Background technology
Over nearly 10 years, the trend of Gram-positive drug-fast bacteria infection is in continuous rising.The difficult point for the treatment of clinically bacterium infection at present mainly concentrates on methicillin-resistant staphylococcus aureus (MRSA), the faecalis of vancomycin resistance (VRE), the golden Portugal bacterium (GISA) of glycopeptide class sensitivity etc., they are also the very high pathogenic agent of spreading rate profit lethality rate in Hospitals at Present, although the glycopeptide antibiotics such as vancomycin are treated this class infection and have been obtained certain curative effect, but in recent years, found clinically the resistant organism of vancomycin, and this trend is increasing gradually.Therefore the research of antimicrobial agent new antibiotic becomes again heat subject.Daptomycin all has good sterilization effect to above resistant organism, and preparation medication is convenient, and toxic side effect is little, becomes the best substitute of " pathogenic bacteria last line of defense---vancomycin "; What have more meaning is, daptomycin is as first product of cyclic lipopeptide microbiotic family, its chemical structure and mechanism of action are different from the microbiotic of existing all categories, be over nearly 40 years after mouthful oxazolidinones microbiotic, be applied to clinical unique new texture classification microbiotic, and daptomycin seldom causes generation resistance strain isolated in clinical trial.
Daptomycin (Daptomycin) is a kind of cyclic lipopeptide microbiotic obtaining from Streptomyces roseosporus (Streptomyces roseosporus) separation of fermentative broth, and its chemical structure is suc as formula shown in (I).From formula (I), can find out, daptomycin is comprised of 13 amino acid and 1 longer chain fatty acid, and wherein 10 amino acid form an amino acid ring, separately have 3 amino acid to be arranged in wire, and L-tryptophane (L-Trp) is endways upper, connects 1 n-capric acid.

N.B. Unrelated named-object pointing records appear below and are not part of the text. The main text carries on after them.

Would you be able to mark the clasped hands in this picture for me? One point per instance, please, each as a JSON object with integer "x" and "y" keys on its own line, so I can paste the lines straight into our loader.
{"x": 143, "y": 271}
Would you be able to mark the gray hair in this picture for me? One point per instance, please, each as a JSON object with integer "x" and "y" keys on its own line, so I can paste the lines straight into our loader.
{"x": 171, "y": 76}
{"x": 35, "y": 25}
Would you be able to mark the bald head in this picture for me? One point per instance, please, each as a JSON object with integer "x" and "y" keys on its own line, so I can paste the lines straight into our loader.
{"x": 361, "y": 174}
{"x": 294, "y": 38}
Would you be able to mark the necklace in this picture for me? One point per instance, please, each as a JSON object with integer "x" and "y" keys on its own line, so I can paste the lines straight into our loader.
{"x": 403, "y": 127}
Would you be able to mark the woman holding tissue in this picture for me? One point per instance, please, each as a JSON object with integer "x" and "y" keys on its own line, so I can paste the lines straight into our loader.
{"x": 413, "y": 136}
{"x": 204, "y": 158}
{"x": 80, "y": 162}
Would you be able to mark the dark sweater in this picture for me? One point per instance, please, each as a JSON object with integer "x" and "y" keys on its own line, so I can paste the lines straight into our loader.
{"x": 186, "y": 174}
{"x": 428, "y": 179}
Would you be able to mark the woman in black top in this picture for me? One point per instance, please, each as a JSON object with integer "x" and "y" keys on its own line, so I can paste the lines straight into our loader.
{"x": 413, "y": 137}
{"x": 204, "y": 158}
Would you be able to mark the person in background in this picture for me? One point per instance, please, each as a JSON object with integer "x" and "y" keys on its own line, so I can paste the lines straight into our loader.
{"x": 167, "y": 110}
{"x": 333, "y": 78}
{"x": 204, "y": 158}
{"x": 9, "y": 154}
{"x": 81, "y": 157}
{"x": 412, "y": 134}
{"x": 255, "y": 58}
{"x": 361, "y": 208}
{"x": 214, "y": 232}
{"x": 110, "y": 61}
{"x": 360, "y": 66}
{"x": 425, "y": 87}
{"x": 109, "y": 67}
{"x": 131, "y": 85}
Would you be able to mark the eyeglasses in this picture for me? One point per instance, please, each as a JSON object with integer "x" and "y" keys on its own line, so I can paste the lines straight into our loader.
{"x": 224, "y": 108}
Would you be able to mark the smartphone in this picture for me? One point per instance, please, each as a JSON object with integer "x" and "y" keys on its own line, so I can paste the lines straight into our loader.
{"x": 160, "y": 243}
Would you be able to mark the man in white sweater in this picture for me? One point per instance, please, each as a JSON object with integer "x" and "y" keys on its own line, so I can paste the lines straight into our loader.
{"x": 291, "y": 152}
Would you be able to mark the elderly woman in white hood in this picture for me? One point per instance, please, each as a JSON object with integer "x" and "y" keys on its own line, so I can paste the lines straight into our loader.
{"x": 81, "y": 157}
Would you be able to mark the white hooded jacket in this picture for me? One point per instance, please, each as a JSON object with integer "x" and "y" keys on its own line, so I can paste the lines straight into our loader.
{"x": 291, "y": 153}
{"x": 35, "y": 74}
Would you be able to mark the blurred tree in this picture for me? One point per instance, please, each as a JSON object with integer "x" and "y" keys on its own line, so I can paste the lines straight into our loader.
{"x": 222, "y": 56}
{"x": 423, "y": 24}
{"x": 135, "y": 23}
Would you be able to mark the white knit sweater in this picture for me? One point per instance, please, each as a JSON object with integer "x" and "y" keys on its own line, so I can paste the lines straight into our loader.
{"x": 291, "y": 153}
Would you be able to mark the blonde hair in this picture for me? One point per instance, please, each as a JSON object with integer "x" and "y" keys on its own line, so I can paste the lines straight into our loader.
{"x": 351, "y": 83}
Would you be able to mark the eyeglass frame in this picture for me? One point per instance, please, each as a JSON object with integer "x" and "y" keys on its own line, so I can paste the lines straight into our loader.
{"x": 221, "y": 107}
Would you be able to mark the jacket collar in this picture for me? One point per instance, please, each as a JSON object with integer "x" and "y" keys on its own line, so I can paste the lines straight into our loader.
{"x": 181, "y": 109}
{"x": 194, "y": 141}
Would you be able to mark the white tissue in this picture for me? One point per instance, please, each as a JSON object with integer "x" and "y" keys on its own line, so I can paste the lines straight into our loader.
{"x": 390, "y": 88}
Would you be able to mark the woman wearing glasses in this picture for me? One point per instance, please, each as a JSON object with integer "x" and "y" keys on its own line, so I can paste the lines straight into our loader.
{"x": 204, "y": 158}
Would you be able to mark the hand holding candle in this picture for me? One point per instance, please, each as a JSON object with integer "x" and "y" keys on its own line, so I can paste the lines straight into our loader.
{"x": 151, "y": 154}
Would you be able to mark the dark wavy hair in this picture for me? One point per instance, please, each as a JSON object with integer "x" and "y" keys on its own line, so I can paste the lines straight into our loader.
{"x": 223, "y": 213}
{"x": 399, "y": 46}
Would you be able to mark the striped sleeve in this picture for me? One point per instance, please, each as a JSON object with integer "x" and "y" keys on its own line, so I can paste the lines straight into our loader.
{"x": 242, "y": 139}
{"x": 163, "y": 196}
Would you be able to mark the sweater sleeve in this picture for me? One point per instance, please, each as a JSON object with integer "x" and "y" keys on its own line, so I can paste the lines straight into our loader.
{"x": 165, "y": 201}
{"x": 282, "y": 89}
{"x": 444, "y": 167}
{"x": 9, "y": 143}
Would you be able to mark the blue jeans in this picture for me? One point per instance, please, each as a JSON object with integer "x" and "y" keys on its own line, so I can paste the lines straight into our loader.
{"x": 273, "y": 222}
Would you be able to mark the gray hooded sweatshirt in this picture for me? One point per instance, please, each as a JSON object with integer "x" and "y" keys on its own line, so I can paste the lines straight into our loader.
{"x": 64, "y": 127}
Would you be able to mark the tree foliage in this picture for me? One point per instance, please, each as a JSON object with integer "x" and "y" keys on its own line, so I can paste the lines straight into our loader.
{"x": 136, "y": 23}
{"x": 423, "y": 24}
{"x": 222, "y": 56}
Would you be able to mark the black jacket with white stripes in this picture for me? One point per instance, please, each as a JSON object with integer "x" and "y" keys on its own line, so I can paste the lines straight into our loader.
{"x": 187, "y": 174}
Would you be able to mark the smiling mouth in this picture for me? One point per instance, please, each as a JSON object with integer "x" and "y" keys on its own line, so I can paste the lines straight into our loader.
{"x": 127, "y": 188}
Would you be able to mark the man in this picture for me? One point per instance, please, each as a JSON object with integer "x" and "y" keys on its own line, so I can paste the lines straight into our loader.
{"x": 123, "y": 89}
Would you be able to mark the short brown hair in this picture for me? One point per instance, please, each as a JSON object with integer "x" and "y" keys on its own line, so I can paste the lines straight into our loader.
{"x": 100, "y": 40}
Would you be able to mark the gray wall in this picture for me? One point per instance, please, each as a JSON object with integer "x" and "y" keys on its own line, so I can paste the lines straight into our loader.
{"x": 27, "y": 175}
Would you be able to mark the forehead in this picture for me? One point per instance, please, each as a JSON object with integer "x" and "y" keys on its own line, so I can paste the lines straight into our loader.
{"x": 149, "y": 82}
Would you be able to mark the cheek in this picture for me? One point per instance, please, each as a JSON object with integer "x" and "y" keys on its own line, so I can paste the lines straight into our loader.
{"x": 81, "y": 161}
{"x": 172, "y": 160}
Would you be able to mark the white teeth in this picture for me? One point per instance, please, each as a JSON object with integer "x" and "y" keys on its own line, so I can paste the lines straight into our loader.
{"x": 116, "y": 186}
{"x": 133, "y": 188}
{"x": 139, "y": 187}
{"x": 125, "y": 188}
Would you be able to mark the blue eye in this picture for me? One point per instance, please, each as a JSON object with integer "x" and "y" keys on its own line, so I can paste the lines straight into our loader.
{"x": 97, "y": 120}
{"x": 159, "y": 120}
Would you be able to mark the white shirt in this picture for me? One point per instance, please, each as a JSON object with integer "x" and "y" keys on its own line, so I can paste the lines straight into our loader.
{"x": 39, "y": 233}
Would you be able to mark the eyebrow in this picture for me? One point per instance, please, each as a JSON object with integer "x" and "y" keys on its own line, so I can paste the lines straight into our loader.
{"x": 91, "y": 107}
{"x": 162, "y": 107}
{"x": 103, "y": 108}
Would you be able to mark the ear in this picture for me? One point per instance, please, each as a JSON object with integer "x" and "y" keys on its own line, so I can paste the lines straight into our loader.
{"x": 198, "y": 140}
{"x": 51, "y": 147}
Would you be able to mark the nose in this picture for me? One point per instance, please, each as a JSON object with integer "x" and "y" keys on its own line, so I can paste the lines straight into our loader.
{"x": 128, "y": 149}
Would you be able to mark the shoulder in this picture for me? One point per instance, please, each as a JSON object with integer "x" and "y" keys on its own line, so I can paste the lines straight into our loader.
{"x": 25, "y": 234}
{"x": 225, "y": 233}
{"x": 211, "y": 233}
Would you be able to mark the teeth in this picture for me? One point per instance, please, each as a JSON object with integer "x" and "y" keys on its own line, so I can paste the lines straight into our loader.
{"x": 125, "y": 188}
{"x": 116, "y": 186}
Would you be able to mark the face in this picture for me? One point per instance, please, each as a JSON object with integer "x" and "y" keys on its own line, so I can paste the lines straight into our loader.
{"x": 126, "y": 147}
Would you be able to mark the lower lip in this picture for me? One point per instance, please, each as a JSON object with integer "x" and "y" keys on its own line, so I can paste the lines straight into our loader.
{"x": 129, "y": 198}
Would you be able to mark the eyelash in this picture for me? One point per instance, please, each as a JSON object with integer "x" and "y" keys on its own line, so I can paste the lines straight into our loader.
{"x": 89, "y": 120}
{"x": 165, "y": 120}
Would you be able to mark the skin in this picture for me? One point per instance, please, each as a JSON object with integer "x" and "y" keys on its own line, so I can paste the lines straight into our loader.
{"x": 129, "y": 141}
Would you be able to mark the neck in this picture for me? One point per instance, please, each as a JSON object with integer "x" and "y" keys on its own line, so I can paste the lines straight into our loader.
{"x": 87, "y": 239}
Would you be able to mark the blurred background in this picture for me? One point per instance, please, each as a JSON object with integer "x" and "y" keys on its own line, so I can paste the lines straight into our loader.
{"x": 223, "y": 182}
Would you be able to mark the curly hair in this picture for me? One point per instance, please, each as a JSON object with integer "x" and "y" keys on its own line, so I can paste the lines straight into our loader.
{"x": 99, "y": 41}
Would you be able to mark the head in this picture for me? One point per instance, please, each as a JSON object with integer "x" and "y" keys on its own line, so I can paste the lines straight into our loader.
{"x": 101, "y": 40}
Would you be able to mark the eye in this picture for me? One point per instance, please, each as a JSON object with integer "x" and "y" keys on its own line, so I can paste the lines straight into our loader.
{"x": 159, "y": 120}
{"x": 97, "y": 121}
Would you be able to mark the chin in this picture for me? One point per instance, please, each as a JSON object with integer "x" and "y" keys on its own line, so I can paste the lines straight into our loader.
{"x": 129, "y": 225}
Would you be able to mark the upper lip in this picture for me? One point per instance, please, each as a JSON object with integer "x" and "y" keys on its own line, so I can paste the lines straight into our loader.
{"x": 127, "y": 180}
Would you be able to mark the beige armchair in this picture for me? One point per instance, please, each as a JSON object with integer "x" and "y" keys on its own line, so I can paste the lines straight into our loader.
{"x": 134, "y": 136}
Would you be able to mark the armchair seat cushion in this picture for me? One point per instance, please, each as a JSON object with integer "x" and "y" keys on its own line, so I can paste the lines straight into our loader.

Daptomycin not only has novel chemical structure, its binding mode is also different from the microbiotic of any existing listing: daptomycin can be upset cytolemma to amino acid whose transhipment, thereby hinder the biosynthesizing of bacteria cell wall peptidoglycan, change the character of cytoplasmic membrane; In addition, it can also be by destroying the cytolemma of bacterium, its content is leaked and reaches the object of sterilization.Daptomycin, by destroy bacterial cell membrane function from many aspects, can kill rapidly gram-positive microorganism, and make bacterium be difficult to its produce resistance (A.Raja et al., Nature Rev.Drug Discov., 2003,2,943-944).Daptomycin, except acting on most of clinical relevant gram-positive microorganisms, the more important thing is, it also presents powerful activity to the resistance isolated strains of X-1497, vancomycin and linwzolid etc. in testing in vitro.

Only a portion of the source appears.